There is a very convincing argument to be made that feature-complete
software is ultimately more valuable than a readable codebase.
That there is more value in what an application does than in how it
is put together. Perhaps it is fair to consider architecture,
including the comprehensibility of a program as source code, to be of
some benefit but still orthogonal to a program’s business value?
After all, it’s incontrovertibly true that the most important aspect
of developing software is
shipping it to the customer.
So then isn’t it the case that the
real value is all in what the software does?
Why is so much value placed on delivering readable code?
Greg Horvath recently showed me a
paper on JPL coding standards (PDF)
that encouraged eschewing some
pretty basic strategies (recursion, dynamic memory allocation) on the
grounds that they lead to code that is somewhat more difficult to run
through static analysis. The takeaway for me was that NASA cares
a lot about being able to tell what the code is intended to do,
without actually running it.
So while shipping feature-complete software is obviously important, it
seems that shipping readable software is really important,
too. Why? I think it’s because comprehensibility of components
contributes to the resiliency of a system overall.
A prototype that
works is good. A prototype that can evolve rapidly is even better.
Complexity is an inherent property of software. Comprehensibility is not.
It’s interesting to note that Dijkstra espoused
a readable-code-over-feature-completeness approach to software
architecture. He contrasted the two mindsets as “postulational” and
“operational,” respectively. Postulational meaning one can
postulate about what a program does just by reading the source.
Operational meaning that one bases one’s expectations about what a
program will do, on (educated) assumptions about what operations will
be carried out when that program is executed.
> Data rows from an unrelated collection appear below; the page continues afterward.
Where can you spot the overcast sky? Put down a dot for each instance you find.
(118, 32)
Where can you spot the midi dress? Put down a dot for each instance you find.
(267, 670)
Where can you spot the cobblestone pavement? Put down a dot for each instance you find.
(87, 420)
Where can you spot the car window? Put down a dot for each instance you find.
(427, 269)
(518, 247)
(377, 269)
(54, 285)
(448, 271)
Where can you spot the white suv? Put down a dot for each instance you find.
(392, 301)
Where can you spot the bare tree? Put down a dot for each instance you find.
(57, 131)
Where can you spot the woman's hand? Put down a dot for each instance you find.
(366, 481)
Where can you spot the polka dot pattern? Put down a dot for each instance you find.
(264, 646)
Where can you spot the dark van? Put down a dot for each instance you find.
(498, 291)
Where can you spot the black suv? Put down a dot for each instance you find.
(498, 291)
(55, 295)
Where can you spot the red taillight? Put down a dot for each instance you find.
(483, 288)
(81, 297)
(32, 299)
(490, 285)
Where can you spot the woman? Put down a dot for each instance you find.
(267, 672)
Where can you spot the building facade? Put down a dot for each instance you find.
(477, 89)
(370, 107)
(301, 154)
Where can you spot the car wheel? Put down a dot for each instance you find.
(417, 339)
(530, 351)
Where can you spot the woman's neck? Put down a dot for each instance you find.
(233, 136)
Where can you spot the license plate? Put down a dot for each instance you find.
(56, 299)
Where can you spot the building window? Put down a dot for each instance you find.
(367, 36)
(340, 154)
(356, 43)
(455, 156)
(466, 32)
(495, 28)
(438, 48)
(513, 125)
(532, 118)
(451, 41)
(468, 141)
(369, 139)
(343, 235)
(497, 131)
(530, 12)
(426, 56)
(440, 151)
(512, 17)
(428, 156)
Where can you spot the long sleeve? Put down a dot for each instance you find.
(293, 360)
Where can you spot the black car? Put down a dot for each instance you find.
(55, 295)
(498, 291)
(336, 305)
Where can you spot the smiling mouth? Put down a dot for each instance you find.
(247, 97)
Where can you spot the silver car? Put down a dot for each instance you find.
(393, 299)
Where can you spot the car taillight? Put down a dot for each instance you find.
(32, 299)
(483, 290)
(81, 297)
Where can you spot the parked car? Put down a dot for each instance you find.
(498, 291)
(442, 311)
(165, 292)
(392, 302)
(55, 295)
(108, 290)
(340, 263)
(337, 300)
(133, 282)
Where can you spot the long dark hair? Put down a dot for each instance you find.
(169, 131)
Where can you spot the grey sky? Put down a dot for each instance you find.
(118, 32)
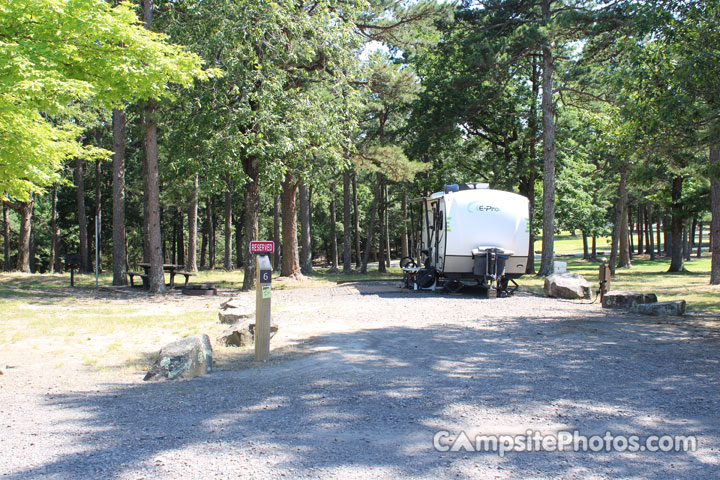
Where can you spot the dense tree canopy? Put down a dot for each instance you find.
(604, 114)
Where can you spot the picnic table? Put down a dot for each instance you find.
(172, 268)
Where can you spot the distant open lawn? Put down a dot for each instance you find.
(112, 330)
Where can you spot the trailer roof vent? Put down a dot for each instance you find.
(474, 185)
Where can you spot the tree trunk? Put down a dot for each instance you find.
(98, 213)
(699, 248)
(546, 263)
(333, 229)
(23, 259)
(204, 241)
(210, 225)
(347, 227)
(640, 231)
(386, 210)
(676, 259)
(251, 168)
(691, 240)
(119, 240)
(276, 232)
(180, 239)
(527, 186)
(715, 209)
(667, 236)
(82, 217)
(651, 237)
(382, 232)
(290, 260)
(227, 260)
(53, 230)
(648, 229)
(152, 186)
(619, 218)
(631, 236)
(356, 221)
(152, 198)
(191, 265)
(239, 252)
(371, 227)
(6, 238)
(33, 265)
(624, 234)
(404, 244)
(306, 250)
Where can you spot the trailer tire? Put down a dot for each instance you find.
(426, 278)
(407, 262)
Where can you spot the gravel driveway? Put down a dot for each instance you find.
(369, 373)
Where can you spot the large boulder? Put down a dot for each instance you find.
(567, 285)
(232, 316)
(675, 308)
(618, 299)
(233, 303)
(242, 335)
(186, 358)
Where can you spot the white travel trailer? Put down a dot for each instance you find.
(471, 233)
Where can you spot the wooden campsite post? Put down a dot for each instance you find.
(263, 294)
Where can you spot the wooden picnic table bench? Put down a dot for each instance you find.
(143, 276)
(171, 268)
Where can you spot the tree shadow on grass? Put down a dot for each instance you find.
(370, 401)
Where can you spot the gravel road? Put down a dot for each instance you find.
(367, 374)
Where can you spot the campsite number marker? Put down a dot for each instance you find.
(263, 298)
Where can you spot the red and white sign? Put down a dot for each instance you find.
(262, 247)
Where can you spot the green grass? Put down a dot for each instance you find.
(647, 276)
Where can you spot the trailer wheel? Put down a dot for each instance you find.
(407, 262)
(454, 286)
(426, 278)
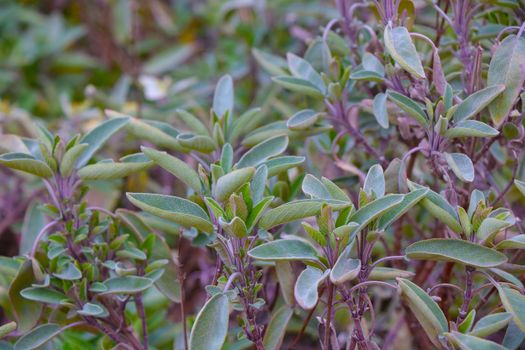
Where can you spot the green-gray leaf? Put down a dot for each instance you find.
(284, 249)
(475, 103)
(425, 309)
(175, 166)
(211, 325)
(461, 165)
(178, 210)
(98, 136)
(400, 47)
(506, 67)
(26, 163)
(306, 286)
(455, 250)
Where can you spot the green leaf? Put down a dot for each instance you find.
(284, 249)
(425, 309)
(90, 309)
(276, 329)
(380, 273)
(38, 337)
(290, 211)
(302, 69)
(303, 119)
(175, 166)
(192, 122)
(409, 106)
(69, 273)
(273, 64)
(314, 188)
(308, 282)
(374, 209)
(461, 165)
(263, 151)
(506, 67)
(280, 164)
(7, 328)
(345, 268)
(439, 207)
(44, 295)
(223, 97)
(128, 165)
(520, 185)
(298, 85)
(455, 250)
(34, 221)
(471, 128)
(402, 49)
(211, 325)
(514, 302)
(26, 163)
(178, 210)
(98, 136)
(199, 143)
(409, 200)
(375, 181)
(232, 182)
(469, 342)
(490, 324)
(67, 164)
(26, 311)
(516, 242)
(286, 278)
(380, 110)
(489, 228)
(127, 285)
(476, 102)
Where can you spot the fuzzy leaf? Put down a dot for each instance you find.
(306, 286)
(178, 210)
(425, 309)
(476, 102)
(211, 325)
(506, 67)
(455, 250)
(402, 49)
(284, 249)
(175, 166)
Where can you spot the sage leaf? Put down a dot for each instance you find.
(455, 250)
(26, 163)
(223, 97)
(98, 136)
(425, 309)
(411, 107)
(514, 303)
(402, 49)
(263, 151)
(476, 102)
(211, 325)
(490, 324)
(284, 249)
(506, 67)
(175, 209)
(380, 110)
(308, 282)
(177, 167)
(276, 329)
(470, 342)
(127, 285)
(231, 182)
(37, 337)
(461, 165)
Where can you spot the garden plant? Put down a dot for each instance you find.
(210, 175)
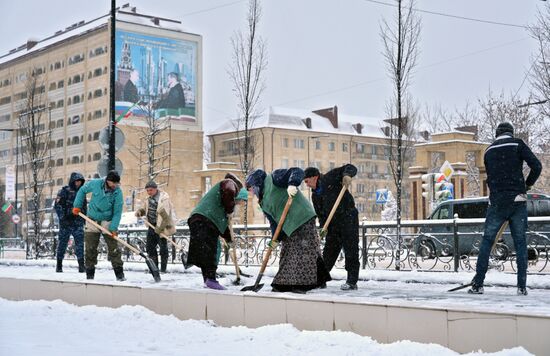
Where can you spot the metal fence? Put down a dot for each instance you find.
(426, 245)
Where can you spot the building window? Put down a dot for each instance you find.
(299, 143)
(285, 141)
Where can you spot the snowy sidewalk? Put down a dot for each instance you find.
(61, 329)
(418, 289)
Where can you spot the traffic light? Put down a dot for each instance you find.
(443, 191)
(428, 186)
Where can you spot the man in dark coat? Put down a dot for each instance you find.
(301, 267)
(343, 230)
(507, 200)
(176, 96)
(70, 224)
(208, 220)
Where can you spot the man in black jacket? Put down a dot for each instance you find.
(507, 200)
(70, 224)
(343, 230)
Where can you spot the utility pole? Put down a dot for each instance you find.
(111, 165)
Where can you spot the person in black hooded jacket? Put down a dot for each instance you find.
(343, 230)
(70, 224)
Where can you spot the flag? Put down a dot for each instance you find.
(6, 207)
(125, 114)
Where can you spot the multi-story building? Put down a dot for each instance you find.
(73, 66)
(284, 138)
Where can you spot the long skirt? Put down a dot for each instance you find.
(301, 266)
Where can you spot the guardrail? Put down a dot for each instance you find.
(435, 245)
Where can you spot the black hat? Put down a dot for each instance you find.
(504, 127)
(151, 184)
(113, 176)
(311, 172)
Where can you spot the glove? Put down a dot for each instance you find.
(292, 190)
(346, 181)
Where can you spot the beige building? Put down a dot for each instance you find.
(466, 157)
(284, 138)
(73, 65)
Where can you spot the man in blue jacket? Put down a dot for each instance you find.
(68, 223)
(105, 208)
(507, 200)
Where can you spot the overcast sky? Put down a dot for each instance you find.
(326, 52)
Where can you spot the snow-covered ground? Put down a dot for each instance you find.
(376, 286)
(58, 328)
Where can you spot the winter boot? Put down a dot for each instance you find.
(59, 266)
(90, 272)
(81, 268)
(476, 289)
(348, 286)
(119, 273)
(213, 284)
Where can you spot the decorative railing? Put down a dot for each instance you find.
(429, 245)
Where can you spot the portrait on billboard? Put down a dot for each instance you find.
(157, 73)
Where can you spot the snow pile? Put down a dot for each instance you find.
(58, 328)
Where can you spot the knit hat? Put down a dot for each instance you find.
(256, 178)
(151, 184)
(311, 172)
(235, 179)
(243, 194)
(113, 176)
(504, 127)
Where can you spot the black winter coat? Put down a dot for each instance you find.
(326, 193)
(64, 203)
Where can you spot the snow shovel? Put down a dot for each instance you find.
(150, 264)
(324, 230)
(257, 286)
(178, 247)
(499, 235)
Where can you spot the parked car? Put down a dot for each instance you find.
(439, 240)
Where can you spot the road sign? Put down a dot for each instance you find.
(103, 166)
(447, 170)
(381, 196)
(104, 139)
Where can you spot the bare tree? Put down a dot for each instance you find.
(540, 73)
(35, 132)
(153, 151)
(249, 63)
(400, 40)
(528, 125)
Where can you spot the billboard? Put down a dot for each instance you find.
(156, 76)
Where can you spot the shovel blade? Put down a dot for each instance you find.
(254, 288)
(153, 269)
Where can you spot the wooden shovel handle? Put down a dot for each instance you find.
(161, 234)
(276, 234)
(334, 207)
(108, 233)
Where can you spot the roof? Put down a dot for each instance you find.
(295, 119)
(83, 27)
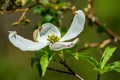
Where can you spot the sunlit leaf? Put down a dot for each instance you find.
(112, 66)
(106, 55)
(44, 61)
(90, 59)
(33, 60)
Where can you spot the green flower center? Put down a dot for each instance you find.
(53, 38)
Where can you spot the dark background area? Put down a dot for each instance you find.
(15, 64)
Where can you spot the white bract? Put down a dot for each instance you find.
(48, 34)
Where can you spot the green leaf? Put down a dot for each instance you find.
(106, 56)
(33, 60)
(38, 10)
(48, 18)
(112, 66)
(44, 61)
(45, 2)
(90, 59)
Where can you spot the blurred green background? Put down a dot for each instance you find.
(15, 64)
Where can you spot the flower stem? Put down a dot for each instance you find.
(98, 76)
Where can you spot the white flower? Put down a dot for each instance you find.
(49, 34)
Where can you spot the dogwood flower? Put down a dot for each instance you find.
(48, 34)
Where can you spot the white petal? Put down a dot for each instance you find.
(47, 29)
(62, 45)
(25, 44)
(76, 27)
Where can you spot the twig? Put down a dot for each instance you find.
(72, 72)
(53, 69)
(92, 18)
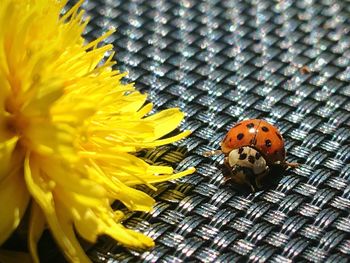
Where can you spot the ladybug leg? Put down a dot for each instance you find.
(211, 153)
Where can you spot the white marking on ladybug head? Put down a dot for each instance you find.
(248, 157)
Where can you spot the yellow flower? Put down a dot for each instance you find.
(68, 131)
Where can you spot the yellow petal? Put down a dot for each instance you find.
(62, 231)
(165, 121)
(36, 228)
(158, 178)
(6, 150)
(14, 199)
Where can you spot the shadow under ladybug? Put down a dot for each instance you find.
(254, 155)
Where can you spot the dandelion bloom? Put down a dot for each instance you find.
(69, 130)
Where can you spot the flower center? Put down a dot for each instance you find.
(15, 122)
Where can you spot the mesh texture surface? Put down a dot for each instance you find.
(222, 62)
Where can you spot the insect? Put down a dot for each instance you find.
(252, 148)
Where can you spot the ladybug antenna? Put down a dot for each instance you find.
(211, 153)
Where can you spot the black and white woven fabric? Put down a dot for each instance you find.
(221, 61)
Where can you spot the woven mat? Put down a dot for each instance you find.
(221, 62)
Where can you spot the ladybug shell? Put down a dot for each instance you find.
(258, 134)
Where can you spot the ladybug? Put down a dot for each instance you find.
(252, 148)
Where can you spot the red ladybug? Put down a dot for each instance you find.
(252, 147)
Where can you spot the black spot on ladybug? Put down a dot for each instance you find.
(279, 136)
(251, 159)
(253, 141)
(264, 129)
(268, 143)
(240, 136)
(242, 156)
(250, 125)
(257, 156)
Dijkstra also once pronounced
that software is the most complex product ever produced by human
effort. When delivering any non-trivial software application, some
degree of complexity is intrinsic to the task. And obviously,
concepts that are complex do not lend themselves to implementations
that are easily readable. So maintaining comprehensibility in
the components of a complex system, turns out to be a rather difficult
problem.
Incidental complexity, once identified, can eventually be
factored out, leading to
code that is more readable overall. Therefore it is valuable to
take the (sometimes considerable amount of) time to distinguish between intrinsic and incidental complexity,
and to continually either avoid or remove the incidental complexities
that over time can make a codebase harder and harder to read.
The most interesting part of delivering software is watching what users do with it.
In order to provide a satisfying user experience
over the long term, any software needs to be able to adapt
iteratively and rapidly to the unpredictable needs and desires of its
user base. Resilient systems are best able to adapt, because successful
adaptation requires constant readjustment in the face of new
circumstances. So there is considerable value in preserving the
readability of source code throughout the life of a system.